Was wäre ohne Jäger?

Schweizweit gibt es nur einen Kanton, der die Jagd vollständig abgeschafft hat: Genf. 1974 wurde die Jagd auf dem ganzen Kantonsgebiet per Volksentscheid abgeschafft. Seit der Abschaffung der Jagd hat sich der Bestand der Hasen vergrössert, auch der der Hirsche. Positiv zu werten sind diese Veränderungen allemal, doch gibt es natürlich auch eine Kehrseite der Medaille: Die Zahl der Tiere, die dem Verkehr zum Opfer fallen, steigt periodisch an und die Schäden, die durch Wildschweine entstehen, nehmen ebenso zu. Denn sobald im grenznahen Frankreich die Jagdsaison eröffnet ist, flüchten sich die Sauen in den Kanton Genf. Zu diesem Zweck wurde die «police nature» eingerichtet, die eine Regulation der Bestände vornimmt.
Ein Argument, das immer wieder ins Feld geführt wird, wenn es um die Abschaffung der Jagd geht, ist die Selbstregulierung. Mit der Rückkehr von Wolf und Luchs in die Schweiz sollte es doch zu schaffen sein, dass sich der Wildbestand von selbst reguliert. Dem stehen jedoch das Verkehrsnetz und die Besiedlung des Landes entgegen. Durch die somit fehlende Selbstregulation würde eine Überpopulation entstehen und in der Folge würden sich Krankheiten schneller verbreiten, und es würden auch mehr Schäden an der Landwirtschaft entstehen. Aber natürlich hat die (Nicht)Abschaffung der Jagd auch einen politischen Aspekt: So übernehmen die Jäger unentgeltlich die Hegeaufgaben und stellen für den Kanton eine Kostenerleichterung dar. Ebenso müssen die Jagdgesellschaften 50 Prozent der Kosten der Wildschäden zurückerstatten.
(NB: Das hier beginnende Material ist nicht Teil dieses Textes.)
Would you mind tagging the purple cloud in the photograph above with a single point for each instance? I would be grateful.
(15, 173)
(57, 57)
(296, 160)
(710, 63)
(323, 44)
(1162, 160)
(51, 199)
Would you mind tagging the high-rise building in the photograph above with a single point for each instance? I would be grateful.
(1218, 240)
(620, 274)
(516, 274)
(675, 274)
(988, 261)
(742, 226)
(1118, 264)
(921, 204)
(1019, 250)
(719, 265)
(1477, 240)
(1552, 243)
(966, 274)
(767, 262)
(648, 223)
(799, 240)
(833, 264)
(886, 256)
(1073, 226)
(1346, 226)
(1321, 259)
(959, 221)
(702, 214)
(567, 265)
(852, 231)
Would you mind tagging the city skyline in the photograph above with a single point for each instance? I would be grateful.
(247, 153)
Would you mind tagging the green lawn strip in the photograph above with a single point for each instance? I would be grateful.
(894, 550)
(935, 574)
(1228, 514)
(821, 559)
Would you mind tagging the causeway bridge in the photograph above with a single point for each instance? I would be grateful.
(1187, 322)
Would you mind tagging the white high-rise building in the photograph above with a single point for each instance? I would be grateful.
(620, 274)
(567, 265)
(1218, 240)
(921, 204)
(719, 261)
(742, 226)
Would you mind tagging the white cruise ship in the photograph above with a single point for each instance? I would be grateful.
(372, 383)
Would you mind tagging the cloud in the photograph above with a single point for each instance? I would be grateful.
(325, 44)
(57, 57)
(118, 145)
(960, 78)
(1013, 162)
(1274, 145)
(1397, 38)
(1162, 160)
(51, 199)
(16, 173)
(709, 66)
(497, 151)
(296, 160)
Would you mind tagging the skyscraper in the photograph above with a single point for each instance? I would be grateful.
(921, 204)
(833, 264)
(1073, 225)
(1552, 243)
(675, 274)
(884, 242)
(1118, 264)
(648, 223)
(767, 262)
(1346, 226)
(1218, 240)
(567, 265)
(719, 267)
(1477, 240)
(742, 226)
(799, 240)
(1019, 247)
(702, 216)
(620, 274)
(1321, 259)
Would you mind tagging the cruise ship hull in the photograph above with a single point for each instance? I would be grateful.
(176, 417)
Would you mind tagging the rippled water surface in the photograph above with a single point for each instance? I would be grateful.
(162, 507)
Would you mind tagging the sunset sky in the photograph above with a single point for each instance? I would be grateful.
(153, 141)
Reh, die Frau des Hirsches?

Die meisten Menschen denken, dass ein Reh das weibliche Pendant zum Hirsch ist: falsch. Das Reh gehört zwar, wie der Hirsch, zu den Cerviden, also den Hirschartigen, bildet aber eine eigene Art. Die Unterschiede zwischen Reh und Hirsch sind eigentlich ziemlich augenscheinlich: Ein Reh wiegt zwischen 15 und 25 kg, ein Hirsch zwischen 80 und 150 kg. Weiter hat das Rotwild Wedel, was das Reh nicht hat. Und wer jetzt immer noch skeptisch dasitzt und denkt: Papperlappapp, der Hirsch ist doch der mit dem schönen Kopfschmuck, nicht das Reh: Beide Männchen, sowohl der Rehbock wie auch der Hirschstier, haben ein Geweih – jedoch weder Hirschkuh noch Rehgeiss. Wie üblich haben es nur die Männer nötig zu protzen. Man lernt nie aus.